Obra de Michaele del Campo |
La comprensión del otro se
tergiversa y complica sobremanera por una razón muy cristalina. Las
valoraciones que hacemos de la interrelación tienen que ver con nosotros, no
con la quintaesencia de la interrelación. Dicho de un modo kantiano: vemos lo
que somos, es decir, valoramos lo que se desata en el espacio intersubjetivo desde el prisma axiológico con el que nos construimos interiormente. Los
conflictólogos afirman que los conflictos no tratan sólo de resolver un
problema, sino de que aprendamos a compatibilizar la discrepancia, a entender
al otro con el que de repente he de conciliar una divergencia, a utilizar el advenimiento
de la disensión para comprendernos los unos a los otros, o para indagarse uno así mismo en el marco vertiginosamente didáctico de la obturación de un interés (en la adversidad es donde podemos conocer de verdad a alguien, incluidos nosotros mismos). En mis clases siempre
defiendo que todo curso de acción que emprende una persona se origina por una motivación,
que incluso esa persona puede llegar a ignorar o cuyo epicentro no sepa concretar. La comprensión reside en hallar
esa motivación primigenia y seminal que ha provocado una divergencia. Seguro que ese impulso ahora enigmático vincula con necesidades biológicas, con conectividades sociales, con movimientos sentimentales, o con un ramillete de contratos psicológicos que hacen que toda
persona sea exactamente la que ahora está siendo. He aquí la imposibilidad de escindir el problema de la persona, o la persona del problema. Son inescindibles porque son la misma cosa.

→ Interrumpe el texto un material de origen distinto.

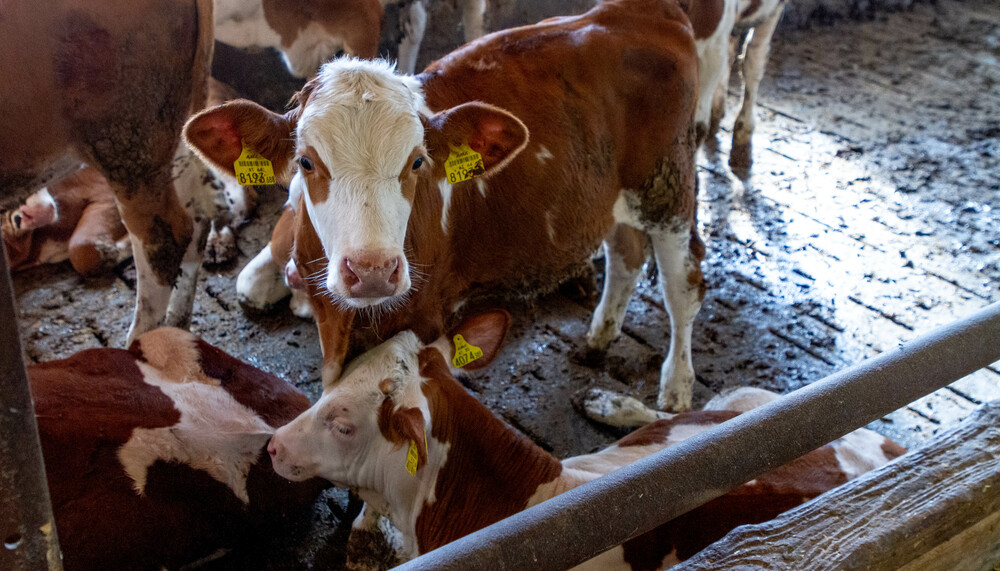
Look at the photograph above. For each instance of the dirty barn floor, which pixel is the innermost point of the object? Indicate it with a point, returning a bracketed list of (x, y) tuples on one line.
[(867, 219)]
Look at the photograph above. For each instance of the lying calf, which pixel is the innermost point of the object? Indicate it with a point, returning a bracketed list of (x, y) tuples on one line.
[(401, 430), (75, 219), (155, 456)]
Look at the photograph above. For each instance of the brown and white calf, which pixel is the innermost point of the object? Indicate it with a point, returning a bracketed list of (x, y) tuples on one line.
[(403, 432), (714, 22), (156, 457), (75, 219), (386, 238), (311, 32), (110, 84)]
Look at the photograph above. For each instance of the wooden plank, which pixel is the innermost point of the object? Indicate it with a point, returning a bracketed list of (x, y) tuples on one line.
[(975, 549), (884, 519)]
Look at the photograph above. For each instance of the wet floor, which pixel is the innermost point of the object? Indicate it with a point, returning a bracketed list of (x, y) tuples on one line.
[(869, 217)]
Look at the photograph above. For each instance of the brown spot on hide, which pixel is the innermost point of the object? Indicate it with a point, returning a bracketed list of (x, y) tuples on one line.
[(892, 450), (273, 399), (87, 406), (705, 15)]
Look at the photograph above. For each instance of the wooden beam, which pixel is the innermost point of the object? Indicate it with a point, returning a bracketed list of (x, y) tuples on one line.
[(947, 491), (27, 527)]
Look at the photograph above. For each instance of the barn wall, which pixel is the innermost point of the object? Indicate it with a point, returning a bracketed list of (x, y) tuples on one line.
[(444, 30)]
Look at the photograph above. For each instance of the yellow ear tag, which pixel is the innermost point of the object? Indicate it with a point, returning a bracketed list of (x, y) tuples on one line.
[(463, 163), (252, 168), (464, 353), (413, 456)]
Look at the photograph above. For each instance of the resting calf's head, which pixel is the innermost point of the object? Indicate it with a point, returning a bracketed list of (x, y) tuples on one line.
[(358, 147), (359, 434)]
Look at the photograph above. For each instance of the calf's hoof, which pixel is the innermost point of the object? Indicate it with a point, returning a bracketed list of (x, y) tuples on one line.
[(299, 304), (740, 158), (613, 409), (220, 247), (675, 396)]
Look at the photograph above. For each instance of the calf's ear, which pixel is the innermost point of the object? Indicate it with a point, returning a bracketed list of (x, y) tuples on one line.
[(497, 135), (403, 426), (481, 332), (218, 134)]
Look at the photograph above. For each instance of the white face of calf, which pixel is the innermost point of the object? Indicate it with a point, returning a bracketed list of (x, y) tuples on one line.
[(359, 433), (359, 147), (342, 439)]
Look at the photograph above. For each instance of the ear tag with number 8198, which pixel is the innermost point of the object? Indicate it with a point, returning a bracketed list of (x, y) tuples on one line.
[(252, 168), (464, 352), (463, 163)]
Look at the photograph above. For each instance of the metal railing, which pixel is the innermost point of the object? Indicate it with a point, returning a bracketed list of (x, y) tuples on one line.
[(27, 528), (583, 522)]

La mayoría de los conflictos
nacen porque no comprendemos bien a la contraparte, no disponemos de
información suficiente para entender por qué hace lo que hace, no somos capaces
de sentir lo que ella puede sentir, no logramos instalarnos en el mundo como está instalada ella para actuar de esa manera determinada. Ocurre que cuando alguien obstruye nuestros deseos nos enfadamos o nos amedrentamos, y secuestrados por ambos sentimientos caemos en la inercia de hallar inmediatos culpables que restauren el equilibrio perdido, o aminoren el desasosiego, o alejen el miedo. Recuerdo que Giorgio Nardone comentaba en un opúsculo que «quien se coloca como
víctima construye a sus verdugos». Sólo hay una tecnología para poder
aproximarnos al otro eludiendo el tropismo de victimizarnos o de culpabilizar: a través de la bondad y de la
inteligencia intrínsecas al diálogo. He escrito dialogar y no hablar, porque
hablando la gente puede entenderse, o no, pero dialogando sí, porque en su sentido prístino el deseo de entenderse es la
premisa fundacional del diálogo, de ahí su relación con la bondad y la concordia. Recuerdo
haberle leído a Eduard Vinyamata en su monumental ensayo Conflictología que «los conflictos ni se resuelven ni se gestionan,
sino que son transformados». Esta transformación ocurre exclusivamente en el
interior de cada uno de nosotros. Seré más preciso. Esta transformación se
concreta en la modificación de la conversación que mantenemos con nosotros
mismos relatándonos a cada instante lo que nos ocurre a cada minuto. Acabo de
compartir mi definición del alma humana. Es ahí, y no en ninguna otra parte, donde
la discrepancia se disuelve o se calcifica. Lo uno o lo otro depende de nuestra comprensión. Y la comprensión es subsidiaria de la reflexión y la deseabilidad de comprender, que a su vez son prestatarias de la bondad. Acabamos de alcanzar la cúspide de la inteligencia humana.